ALWAYS三丁目の夕日’64における医療的情景

現在公開中の映画ALWAYS三丁目の夕日’64はシリーズ3作目となり前作から少し時代が下って1964年の設定となった。この年は東京オリンピックが開催され日本経済の発展に弾みのついた年だった。作品中の人物設定は前作と同様で2つの家庭の人間模様を通してこの年にあった出来事や風物を描き出している。時は高度成長の幕開けの頃、人々は上昇志向に乗ってより豊かな生活を求めて日々を送っていたのだが、物質的に豊かな安定した生活が幸せなのかという疑問を投げかける。「幸せとは何でしょうな」と登場人物に語らせて見る者に問いかけているが、答えはおそらく好きな人やものと一緒に過ごすことができることなのだと察することができた。どんなに時代が変わってもそのことを忘れないでいて欲しいというメッセージを現代に生きる我々に伝えている。

さて劇中さまざまなエピソードが盛り込まれているがその中で星野六子に恋人が現れその成り行きがストーリーの大きな柱のひとつになっている。恋の相手は彼女が火傷の治療で受診した病院の青年医師菊池であった。最初の出会いからしだいに思いが高まって行くがふと耳にした噂から彼の素性に疑念を抱く。いかがわしい場所への出入りをする彼は果たして何者?気になるまま彼からの誘いを断れずについていく六子は幸せになれるのか?
実は菊池は千葉の漁村に住む開業医の息子で、現在は東京で勤務医をしているがゆくゆくは親の仕事を継ぐつもりでいる。その傍らで十分医療を受けられない社会的弱者を対象に無料診療を行っていた。そのために勤めていた病院を首にされたりしていた。しかし誤解が解け医師としての熱意が六子や鈴木オートの人間たちに理解されて二人の縁談は進みゴールインとなる。

映画のストーリーとして楽しめるのだが、無料診療という行為については少し考えてみたい。あまり表面化したことはなかったが1964年当時そのような事実はたしかにあったようだ。
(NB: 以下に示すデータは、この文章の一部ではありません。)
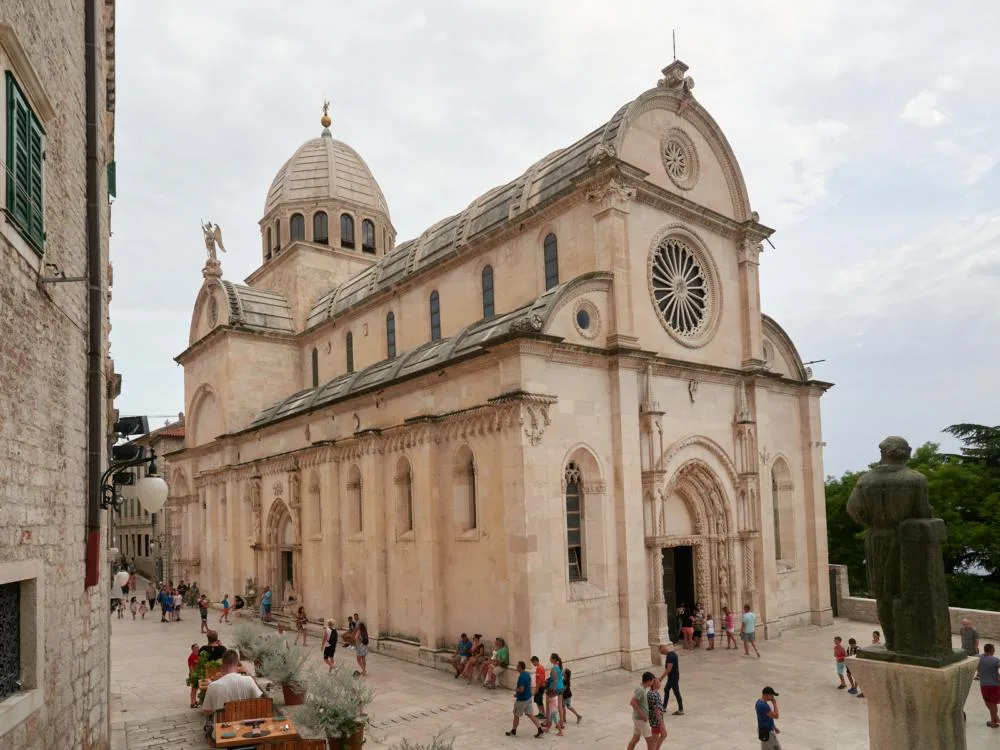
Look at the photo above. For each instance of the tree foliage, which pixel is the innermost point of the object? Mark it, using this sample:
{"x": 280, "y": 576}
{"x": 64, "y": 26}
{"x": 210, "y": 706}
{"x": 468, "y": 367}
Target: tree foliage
{"x": 965, "y": 492}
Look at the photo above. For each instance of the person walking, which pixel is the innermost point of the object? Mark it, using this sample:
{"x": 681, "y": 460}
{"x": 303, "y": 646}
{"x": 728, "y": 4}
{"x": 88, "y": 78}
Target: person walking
{"x": 671, "y": 678}
{"x": 265, "y": 604}
{"x": 988, "y": 672}
{"x": 748, "y": 631}
{"x": 522, "y": 701}
{"x": 766, "y": 709}
{"x": 330, "y": 643}
{"x": 301, "y": 620}
{"x": 729, "y": 625}
{"x": 970, "y": 638}
{"x": 640, "y": 713}
{"x": 361, "y": 648}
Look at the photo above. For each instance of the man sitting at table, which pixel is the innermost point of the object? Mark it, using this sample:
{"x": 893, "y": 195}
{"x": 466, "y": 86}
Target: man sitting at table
{"x": 232, "y": 686}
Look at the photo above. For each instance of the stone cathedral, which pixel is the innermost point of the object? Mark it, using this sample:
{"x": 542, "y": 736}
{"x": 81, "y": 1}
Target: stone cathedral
{"x": 553, "y": 416}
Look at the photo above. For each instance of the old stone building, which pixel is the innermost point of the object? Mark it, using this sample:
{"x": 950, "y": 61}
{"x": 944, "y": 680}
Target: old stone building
{"x": 552, "y": 416}
{"x": 142, "y": 537}
{"x": 54, "y": 597}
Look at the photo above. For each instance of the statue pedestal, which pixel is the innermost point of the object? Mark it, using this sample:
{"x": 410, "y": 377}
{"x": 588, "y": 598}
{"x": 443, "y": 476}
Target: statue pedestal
{"x": 917, "y": 708}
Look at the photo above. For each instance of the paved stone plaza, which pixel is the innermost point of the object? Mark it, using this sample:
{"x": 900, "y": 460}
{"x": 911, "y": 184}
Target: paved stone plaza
{"x": 150, "y": 701}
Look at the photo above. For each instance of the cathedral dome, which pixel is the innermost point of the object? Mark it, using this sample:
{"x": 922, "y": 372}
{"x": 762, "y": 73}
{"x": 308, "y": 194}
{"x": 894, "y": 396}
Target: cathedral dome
{"x": 324, "y": 169}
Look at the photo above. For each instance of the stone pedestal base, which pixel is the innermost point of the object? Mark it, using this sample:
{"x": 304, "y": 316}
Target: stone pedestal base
{"x": 917, "y": 708}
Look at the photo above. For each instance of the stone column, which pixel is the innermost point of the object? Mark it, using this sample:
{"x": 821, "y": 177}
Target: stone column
{"x": 611, "y": 208}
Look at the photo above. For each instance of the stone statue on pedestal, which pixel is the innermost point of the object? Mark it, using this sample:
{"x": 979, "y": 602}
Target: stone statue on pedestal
{"x": 904, "y": 560}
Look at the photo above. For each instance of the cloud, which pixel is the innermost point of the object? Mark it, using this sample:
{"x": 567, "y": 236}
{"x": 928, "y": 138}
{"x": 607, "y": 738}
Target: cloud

映画の中でもそれは病院の医師らが行うことを禁止し懲罰の対象となることを示しているが、どこか好意的描き方に思えた。でもそれでいいのだろうか?
支払い困難な弱者たちが医療を受けられないことはあってはならないことだ。その解決は社会問題としてしかるべき機関が行うことで少数の医師の義侠心だけでなしうるものではない。医師の崇高な理念によって始めた診療行為そのものに人後に落ちる点はない。しかし患者に施す薬剤や衛生剤をどのように調達するかという点になると正当な方法は見つからないのではないか。勤務する医療機関などからくすねて来ざるを得ない。そういう虞から医療機関側としては無料診療は禁止していたのだろう。二つ目の問題点は無料で医療を患者に提供する場を与えてしまうと(有料の)正当な医療を受けようとしなくなることだ。最初は節度ある態度で望んだとしても次第に甘えが強くなりやがて疲弊してしまう。ともすれば社会正義から発した行いが結局は流布する病を闇に葬ることになってしまい公衆衛生上対策を遅らせてしまうことになりかねない。そしてもうひとつたとえ人道的な思いからであってもアウトローへ手を貸すことは悪の存在を認めることであり大変危険なことだと思う。手を貸した者自身が悪の世界とのかかわりを疑われることになるし手を切ることはとても難しいことだ。映画では誤解が解けて善行と思い直してもらえる展開となるが現実ではこうはいかないだろう。この映画の「幸せとは何か」という問題提起に合わせて人道と社会規範のどちらに重きを置くかを考えさせはするが、私個人としては人道とすんなり答えることには躊躇する。

それから医師が出世や名誉を得ること求めず故郷で暮らす生き方を選ぶという話も出てくるが1964年という時代背景に照らしてそう簡単にいくだろうかと思う。今でこそ地域医療というものが重視されその地域住民の健康衛生保持に重要な役割を担っているが、当時地方で十分な医療設備が揃っているところは少なくて命を救えないことも多かった。医師が地方へ入ってしまうと医療の進歩からは取り残されてしまうことを意味した。その昔の医学はまだパターナリズム権威主義の匂いを強く残していて地方の医者などは中央の学会からは下に見られ言う事に耳を貸してもらえることはなかった。その一方で医者としての実力がなくても患者に高飛車な態度であたり食べていくことができた。そのような生き方を身につけてしまうと若き日に抱いた理念などは忘れてしまったことであろう。地域医療が最先端の医療と連携して総合的なケアを行えるようになるのはもっと後の時代になってからである。

以上、ALWAYS三丁目の夕日’64を見た後、その時代の医療面はどうだったかちょっと考察してみた。私個人この映画を見て泣ける場面もあり堪能したが、昨今昭和へのノスタルジーが暖かい語り口で伝えられるばかりなのは一面的であるとも思っている。